Death's Door review - wonderfully honed Zelda-like with a soulful edge

Death's Door

Reaping souls of the dead and punching a clock might get monotonous but it's honest work for a Crow. The job gets lively when your assigned soul is stolen and you must track down a desperate thief to a realm untouched by death - where creatures grow far past their expiry.

I keep coming back to rhythm with games like this. Rhythm's always had a part to play in action games, where good combat is a dance, and bad a little out-of-step. It's all in the one, two, dodge, the little passive mental counter ticking over from that boss' second smash to the third, the half a beat between the third and the jump.

So it is with Death's Door, a sumptuously beautiful Zelda-like about the immutable beat of time, the rhythm of life and death. Except there's something else, hard to place, that seems to give it something extra. Death's Door has something, like a flavour that maybe isn't actually a flavour, more of a sensation. Umami. What's the umami of dance?

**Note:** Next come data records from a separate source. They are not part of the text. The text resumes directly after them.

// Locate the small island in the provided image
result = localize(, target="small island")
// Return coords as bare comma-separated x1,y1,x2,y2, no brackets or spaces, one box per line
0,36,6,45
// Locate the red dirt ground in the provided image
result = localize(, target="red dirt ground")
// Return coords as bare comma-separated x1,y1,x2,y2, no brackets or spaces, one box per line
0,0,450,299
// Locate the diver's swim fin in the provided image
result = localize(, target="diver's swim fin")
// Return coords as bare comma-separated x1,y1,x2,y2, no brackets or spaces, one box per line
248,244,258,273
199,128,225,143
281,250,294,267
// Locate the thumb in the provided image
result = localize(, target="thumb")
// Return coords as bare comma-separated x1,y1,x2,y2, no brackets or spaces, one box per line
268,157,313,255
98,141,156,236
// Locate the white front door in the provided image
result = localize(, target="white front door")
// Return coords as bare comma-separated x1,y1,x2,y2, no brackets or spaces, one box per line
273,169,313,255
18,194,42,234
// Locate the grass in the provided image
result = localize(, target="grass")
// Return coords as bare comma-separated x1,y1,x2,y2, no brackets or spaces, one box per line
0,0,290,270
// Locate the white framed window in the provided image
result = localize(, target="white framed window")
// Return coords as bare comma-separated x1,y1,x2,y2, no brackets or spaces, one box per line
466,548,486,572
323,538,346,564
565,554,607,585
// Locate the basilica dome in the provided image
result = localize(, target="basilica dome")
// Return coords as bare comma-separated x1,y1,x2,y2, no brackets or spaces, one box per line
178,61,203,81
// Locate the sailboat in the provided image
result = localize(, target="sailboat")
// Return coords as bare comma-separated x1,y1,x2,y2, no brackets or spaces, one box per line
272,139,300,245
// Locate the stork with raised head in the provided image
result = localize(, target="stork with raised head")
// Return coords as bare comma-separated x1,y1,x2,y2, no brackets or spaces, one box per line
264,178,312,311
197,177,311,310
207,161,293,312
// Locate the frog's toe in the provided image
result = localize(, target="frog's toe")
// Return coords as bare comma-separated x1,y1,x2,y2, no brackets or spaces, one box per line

Acid Nerve's last game was Titan Souls, which came out way back in 2015. Titan Souls is one of those games that's all about simplicity - you get one arrow, you die in one hit, you have a world to explore and quite a few bosses to kill, off you go. Its cleverness is the classic indie creative cleverness, where you give yourself an arbitrary restriction to keep things focused, keep the concept pure, and then you just build outwards from there. And it's important context here, because build outwards from Titan Souls and you'll arrive more or less exactly at Death's Door, a game with no restrictions but plenty of restraint. Bosses, combat, a mysterious overworld, some lightly puzzling environments - the totality of the first is the foundation of the next, and so the impression is one of clarity: as a studio, Acid Nerve comes across as having a clear plan, a clear trajectory, but then as a result of that so do its games.